The Kiss of Mud, a crawl through the mud under barbed wire, was easy for the team. The competitors were pretty used to the cold temperatures at that point.

The Funky Monkey looked like the most physically challenging event of the day. Participants cross a 15-to-20-foot pool via a set of inclined and declined monkey bars, greased with mud and butter. According to Tough Mudder, only 40% of participants complete the challenge.

Not even Bozeman was able to finish the Funky Monkey. Most people just swam across the pool. Seetram got across with major kudos from the team.

Next came the Berlin Wall, a 12-foot high wooden wall. The strongest team members went first and then stayed at the top to help everyone over. Teamwork was a core strategy for the day.

One of the most interesting challenges of the day was Pyramid Scheme. To scale the slightly inclined wall, team members have to work together to form a human pyramid so that one member can scramble to the top and help pull the others up. People worked with other teams to complete the task.

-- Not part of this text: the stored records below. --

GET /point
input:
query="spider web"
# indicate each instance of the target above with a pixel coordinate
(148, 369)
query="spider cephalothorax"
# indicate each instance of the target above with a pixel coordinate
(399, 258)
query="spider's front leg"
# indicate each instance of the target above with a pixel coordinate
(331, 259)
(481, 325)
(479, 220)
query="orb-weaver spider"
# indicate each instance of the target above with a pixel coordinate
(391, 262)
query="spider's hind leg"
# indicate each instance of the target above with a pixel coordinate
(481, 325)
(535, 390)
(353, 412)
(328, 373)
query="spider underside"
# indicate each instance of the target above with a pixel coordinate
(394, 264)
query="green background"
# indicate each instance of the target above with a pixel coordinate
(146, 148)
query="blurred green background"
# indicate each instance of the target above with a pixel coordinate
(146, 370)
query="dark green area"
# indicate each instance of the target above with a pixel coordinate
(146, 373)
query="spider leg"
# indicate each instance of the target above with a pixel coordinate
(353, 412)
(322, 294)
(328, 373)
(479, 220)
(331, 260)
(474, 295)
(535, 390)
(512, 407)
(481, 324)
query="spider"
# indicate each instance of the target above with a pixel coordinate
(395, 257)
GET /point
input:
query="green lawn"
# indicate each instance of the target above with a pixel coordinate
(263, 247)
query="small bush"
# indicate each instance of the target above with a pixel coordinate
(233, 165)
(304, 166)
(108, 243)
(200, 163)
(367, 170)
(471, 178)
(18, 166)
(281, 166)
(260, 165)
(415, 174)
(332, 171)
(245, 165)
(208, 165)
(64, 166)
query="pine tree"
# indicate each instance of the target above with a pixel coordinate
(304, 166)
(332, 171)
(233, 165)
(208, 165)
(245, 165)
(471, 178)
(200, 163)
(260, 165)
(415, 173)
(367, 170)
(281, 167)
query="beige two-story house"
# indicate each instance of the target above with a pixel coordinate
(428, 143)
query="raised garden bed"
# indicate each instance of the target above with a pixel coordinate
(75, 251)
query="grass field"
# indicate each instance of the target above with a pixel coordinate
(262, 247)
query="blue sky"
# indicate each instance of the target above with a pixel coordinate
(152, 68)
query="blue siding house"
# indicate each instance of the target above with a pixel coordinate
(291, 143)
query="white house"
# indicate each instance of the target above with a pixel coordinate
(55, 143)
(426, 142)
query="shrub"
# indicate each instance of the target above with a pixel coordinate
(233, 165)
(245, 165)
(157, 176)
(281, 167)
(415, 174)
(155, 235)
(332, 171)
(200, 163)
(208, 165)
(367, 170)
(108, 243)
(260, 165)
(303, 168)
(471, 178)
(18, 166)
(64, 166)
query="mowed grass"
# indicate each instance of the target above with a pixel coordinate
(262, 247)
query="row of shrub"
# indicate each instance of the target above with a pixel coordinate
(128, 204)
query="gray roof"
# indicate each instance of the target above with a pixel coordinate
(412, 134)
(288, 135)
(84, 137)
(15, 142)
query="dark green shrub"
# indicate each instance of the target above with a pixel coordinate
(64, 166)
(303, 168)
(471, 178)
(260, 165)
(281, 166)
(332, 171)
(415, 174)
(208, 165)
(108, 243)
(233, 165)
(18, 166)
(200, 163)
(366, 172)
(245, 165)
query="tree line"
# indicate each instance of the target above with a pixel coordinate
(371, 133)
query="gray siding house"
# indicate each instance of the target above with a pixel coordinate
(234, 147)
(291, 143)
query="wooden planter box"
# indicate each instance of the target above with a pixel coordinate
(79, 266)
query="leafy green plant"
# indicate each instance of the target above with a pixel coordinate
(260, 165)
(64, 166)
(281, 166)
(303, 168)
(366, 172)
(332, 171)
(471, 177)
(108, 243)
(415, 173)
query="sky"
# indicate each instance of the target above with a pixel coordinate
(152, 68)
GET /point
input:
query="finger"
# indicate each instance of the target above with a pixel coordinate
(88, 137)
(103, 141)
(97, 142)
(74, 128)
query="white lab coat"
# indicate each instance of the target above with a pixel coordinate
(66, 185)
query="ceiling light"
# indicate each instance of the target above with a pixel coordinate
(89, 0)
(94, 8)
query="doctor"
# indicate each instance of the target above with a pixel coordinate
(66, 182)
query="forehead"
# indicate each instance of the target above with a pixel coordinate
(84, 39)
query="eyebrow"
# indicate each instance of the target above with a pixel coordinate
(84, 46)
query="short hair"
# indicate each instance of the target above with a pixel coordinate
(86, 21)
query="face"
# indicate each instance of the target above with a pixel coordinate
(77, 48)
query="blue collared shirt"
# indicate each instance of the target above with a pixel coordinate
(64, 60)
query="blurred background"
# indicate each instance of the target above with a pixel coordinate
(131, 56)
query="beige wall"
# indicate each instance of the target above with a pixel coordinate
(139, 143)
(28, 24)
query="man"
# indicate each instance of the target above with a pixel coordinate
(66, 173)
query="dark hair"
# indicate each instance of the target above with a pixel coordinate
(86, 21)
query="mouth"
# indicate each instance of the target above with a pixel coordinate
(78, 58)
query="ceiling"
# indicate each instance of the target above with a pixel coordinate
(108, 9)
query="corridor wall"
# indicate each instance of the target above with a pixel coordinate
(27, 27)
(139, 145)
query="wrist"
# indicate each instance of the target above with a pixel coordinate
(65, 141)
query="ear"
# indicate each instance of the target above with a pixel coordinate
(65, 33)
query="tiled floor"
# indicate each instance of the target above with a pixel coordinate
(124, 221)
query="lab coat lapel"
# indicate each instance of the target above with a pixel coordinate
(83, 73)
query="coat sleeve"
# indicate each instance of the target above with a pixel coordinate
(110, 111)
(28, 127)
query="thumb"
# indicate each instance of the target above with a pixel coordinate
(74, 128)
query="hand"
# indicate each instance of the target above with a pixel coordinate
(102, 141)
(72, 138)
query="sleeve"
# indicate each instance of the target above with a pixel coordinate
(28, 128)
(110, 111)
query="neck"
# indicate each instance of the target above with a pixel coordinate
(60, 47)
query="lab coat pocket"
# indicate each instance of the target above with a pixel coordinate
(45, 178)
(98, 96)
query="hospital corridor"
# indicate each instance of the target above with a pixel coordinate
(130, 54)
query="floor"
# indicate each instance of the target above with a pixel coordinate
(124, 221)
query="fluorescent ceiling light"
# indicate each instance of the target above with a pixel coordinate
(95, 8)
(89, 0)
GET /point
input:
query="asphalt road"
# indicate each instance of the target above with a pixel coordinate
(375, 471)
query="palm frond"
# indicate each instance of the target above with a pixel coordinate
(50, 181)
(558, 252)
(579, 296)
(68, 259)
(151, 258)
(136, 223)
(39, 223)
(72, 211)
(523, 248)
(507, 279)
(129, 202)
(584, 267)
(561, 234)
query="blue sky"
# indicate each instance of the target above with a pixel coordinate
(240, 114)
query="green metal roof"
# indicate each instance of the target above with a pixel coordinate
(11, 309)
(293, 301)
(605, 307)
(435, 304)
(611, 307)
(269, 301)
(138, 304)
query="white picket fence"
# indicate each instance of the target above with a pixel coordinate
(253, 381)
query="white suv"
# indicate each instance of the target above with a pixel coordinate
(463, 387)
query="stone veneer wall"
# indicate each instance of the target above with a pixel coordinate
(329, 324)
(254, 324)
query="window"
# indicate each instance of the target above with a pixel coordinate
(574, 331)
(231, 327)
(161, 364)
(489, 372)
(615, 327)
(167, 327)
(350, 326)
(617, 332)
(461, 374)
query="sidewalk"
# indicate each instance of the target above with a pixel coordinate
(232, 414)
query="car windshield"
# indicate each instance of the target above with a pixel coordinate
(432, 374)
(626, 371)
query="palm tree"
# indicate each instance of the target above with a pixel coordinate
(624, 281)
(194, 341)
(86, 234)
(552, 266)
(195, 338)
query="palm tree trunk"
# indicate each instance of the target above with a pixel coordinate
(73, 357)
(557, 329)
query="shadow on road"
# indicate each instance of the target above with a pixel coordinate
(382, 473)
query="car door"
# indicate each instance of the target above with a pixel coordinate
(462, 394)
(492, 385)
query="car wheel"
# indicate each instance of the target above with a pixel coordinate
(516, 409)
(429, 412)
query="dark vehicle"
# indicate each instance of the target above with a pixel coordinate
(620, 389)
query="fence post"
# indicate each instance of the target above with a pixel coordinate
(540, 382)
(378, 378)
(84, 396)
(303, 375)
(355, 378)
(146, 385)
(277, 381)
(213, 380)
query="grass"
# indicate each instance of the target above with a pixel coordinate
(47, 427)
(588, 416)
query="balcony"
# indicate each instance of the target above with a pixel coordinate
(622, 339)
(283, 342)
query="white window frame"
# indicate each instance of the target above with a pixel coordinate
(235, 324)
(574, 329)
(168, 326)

Everest looked difficult but like a ton of fun. Participants have to scale the slick 15-foot quarter pipe any way they can. Most people tried sprinting and then jumping at the last moment to catch a team member's hand. More than a few people fell on their face.

Walk The Plank is a standard high-dive into a muddy pool, but after several hours of being cold and wet, it did not look appealing.

The team started flagging when we hit Sewage Outlet, a claustrophobic crawl under barbed wire through a pipe and into a pool. Everyone was tired, and a few people skipped out on the challenge.

Those who completed the challenge were pretty confused on how to drop into the 5-foot pool that greeted them on the other side.

The Devil's Beard looked easy, until you tried to lift the net. The team had to work together to get to the other side.

The team got split up before Glory Blades, the second-to-last challenge. A few team members had decided to walk the rest of the course, and one or two dropped out because of injury. We heard more than a few other contestants calling it quits.

The last challenge of the day (and the most painful) was Electroshock Therapy, a run through a field of live wires pumping with 10,000 volts of electricity. Corvelle, the emcee, was there cheering everyone on, but only a few of the Brooklyn team members had the stomach for it.

Everyone who went in got shocked badly. Team member Robert Azapinto said it hurt just as bad as he was expecting.

Here's the first group of finishers from the Brooklyn team. Volunteers wait at the finish line to greet Mudders with an orange headband, a beer, and a meal replacement bar.

The Brooklyn team was pretty stoked about finishing. Team members said that on a difficulty scale from 1 to 10, the course was about a 7.

'This was the most uncomfortable I've been in my life. It's not anything you can actually train for,' one team member said of the cold, wet conditions. Most said they would do it again though, especially if it were summertime.

BONUS: From a Tough Mudder in Vermont, this picture is says it all.